Der von Österreich eingebrachte, von Griechenland, Bulgarien,
Ungarn, Irland, Slowenien, Zypern, Lettland, Litauen und Zypern
unterstützte Vorschlag sieht vor, dass gentechnisch veränderte
Pflanzen zwar weiterhin nach den bestehenden Rechtsvorschriften
EU-weit zugelassen werden, die einzelnen Länder jedoch deren
Anbau national verbieten können. Einen ähnlichen Vorstoß hatten
die "gentechnik-freundlichen" Niederlande bereits im März
gemacht.
"Angesichts der unbefriedigenden gegenwärtigen Situation und der
Ablehnung von gentechnisch veränderten Organismen (GVO ) in
breiten Kreisen der Bevölkerung vieler Mitgliedsstaaten ist die
Zeit gekommen, einen neuen Umgang mit der Zulassung von GVO in
der Landwirtschaft zu finden," heißt es in dem von Österreich
vorgelegten Papier.
Bisher: Nationale Verbote nur zur Gefahrenabwehr
Nach den derzeitig gültigen EU-Rechtsvorschriften kann ein
einzelner Mitgliedsstaat den Anbau einer zugelassenen gv-Pflanze
nur dann verbieten, wenn aufgrund neuer wissenschaftlicher
Erkenntnisse Zweifel an der Sicherheit aufgetaucht sind. Mit
einem nationalen Verbot der betreffenden gv-Pflanze, so die
Begründung für diese safeguard clause, kann ein Land rasch und
wirksam reagieren, um die Gesundheit der Verbraucher oder die
Umwelt vor den neu entdeckten Gefahren zu schützen. Bisher haben
zahlreiche EU-Länder von dieser Verbotsklausel Gebrauch gemacht,
zuletzt Deutschland beim Verbot von MON810-Mais.

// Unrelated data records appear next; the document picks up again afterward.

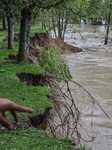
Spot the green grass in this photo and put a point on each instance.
(29, 96)
(32, 139)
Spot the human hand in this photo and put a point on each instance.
(8, 105)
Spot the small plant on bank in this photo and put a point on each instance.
(51, 62)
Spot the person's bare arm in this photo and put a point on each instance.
(8, 105)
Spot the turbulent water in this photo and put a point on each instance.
(92, 68)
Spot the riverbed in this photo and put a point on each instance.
(92, 69)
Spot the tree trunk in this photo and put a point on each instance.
(24, 35)
(10, 33)
(108, 25)
(4, 23)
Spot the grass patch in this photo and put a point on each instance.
(32, 139)
(30, 96)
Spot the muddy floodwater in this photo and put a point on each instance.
(92, 69)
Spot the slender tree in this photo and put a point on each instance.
(26, 14)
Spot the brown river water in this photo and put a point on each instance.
(92, 68)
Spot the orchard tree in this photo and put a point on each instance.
(26, 16)
(9, 9)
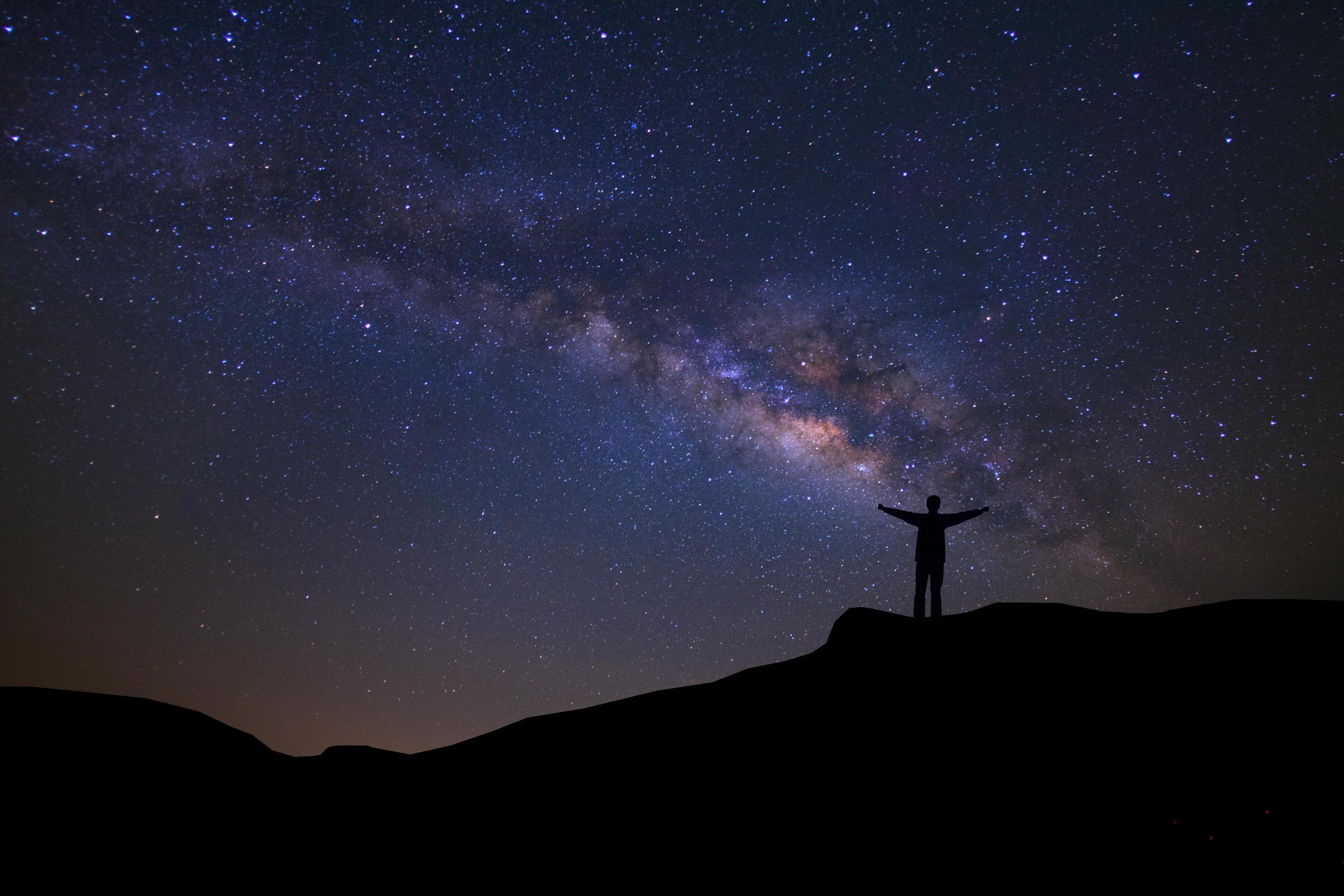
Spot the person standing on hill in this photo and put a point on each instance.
(930, 549)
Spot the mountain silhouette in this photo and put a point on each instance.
(1041, 738)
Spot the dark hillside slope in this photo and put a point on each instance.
(1031, 738)
(1199, 734)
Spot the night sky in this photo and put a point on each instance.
(385, 375)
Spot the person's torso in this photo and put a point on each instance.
(930, 546)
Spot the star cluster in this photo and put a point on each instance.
(385, 374)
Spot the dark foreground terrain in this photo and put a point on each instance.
(1029, 742)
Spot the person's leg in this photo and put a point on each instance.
(936, 590)
(921, 579)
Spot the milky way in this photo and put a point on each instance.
(385, 375)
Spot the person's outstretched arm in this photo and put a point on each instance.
(953, 519)
(913, 519)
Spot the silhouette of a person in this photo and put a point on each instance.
(930, 549)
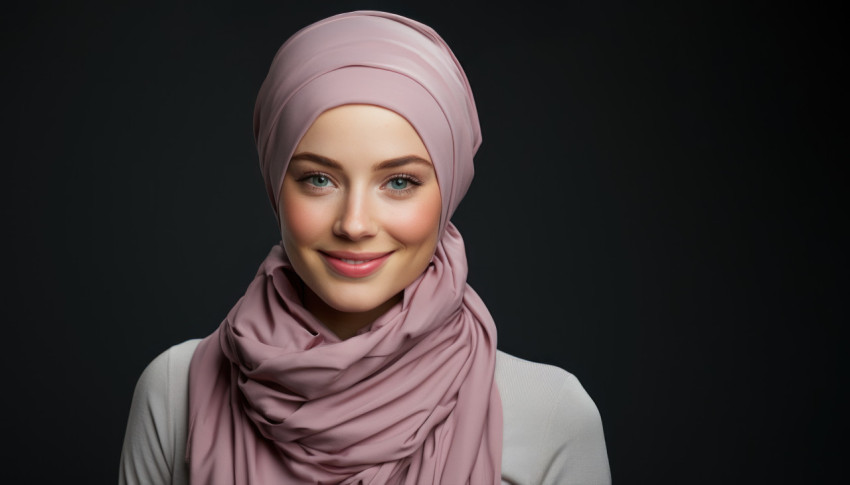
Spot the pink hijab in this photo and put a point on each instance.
(274, 396)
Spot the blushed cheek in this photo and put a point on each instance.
(302, 221)
(417, 225)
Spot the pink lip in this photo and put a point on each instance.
(373, 261)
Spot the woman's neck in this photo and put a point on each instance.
(344, 324)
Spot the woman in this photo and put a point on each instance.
(359, 354)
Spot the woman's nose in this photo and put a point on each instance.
(355, 219)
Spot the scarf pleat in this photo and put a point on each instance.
(275, 397)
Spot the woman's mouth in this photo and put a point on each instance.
(354, 265)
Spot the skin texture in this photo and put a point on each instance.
(360, 204)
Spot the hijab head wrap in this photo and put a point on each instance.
(274, 396)
(374, 58)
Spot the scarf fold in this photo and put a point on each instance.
(276, 397)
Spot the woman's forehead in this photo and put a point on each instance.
(361, 131)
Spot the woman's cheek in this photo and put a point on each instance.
(303, 217)
(417, 223)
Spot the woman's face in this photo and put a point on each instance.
(360, 208)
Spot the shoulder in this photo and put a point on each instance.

Die wissenschaftlichen Gründe für solche Verbote, so die
EU-Rechtsvorschriften, werden von dem für Gentechnik zuständigen
Expertengremium der EFSA auf ihre Stichhaltigkeit überprüft.
Zwar wurden bisher alle nationalen Anbauverbote als
wissenschaftlich unbegründet eingestuft, doch bei der
notwendigen Abstimmung im Ministerrat fanden sich nicht die
erforderlichen Mehrheiten, um die Aufhebung der nationalen
Verbote zu erzwingen.
Bei der Grünen Gentechnik besteht der gemeinsame europäische
Binnenmarkt schon lange nicht mehr: Obwohl es EU-weit
verbindliche Zulassungen gibt, ist in einigen Ländern der Anbau
von gv-Pflanzen erlaubt, in den anderen dagegen verboten.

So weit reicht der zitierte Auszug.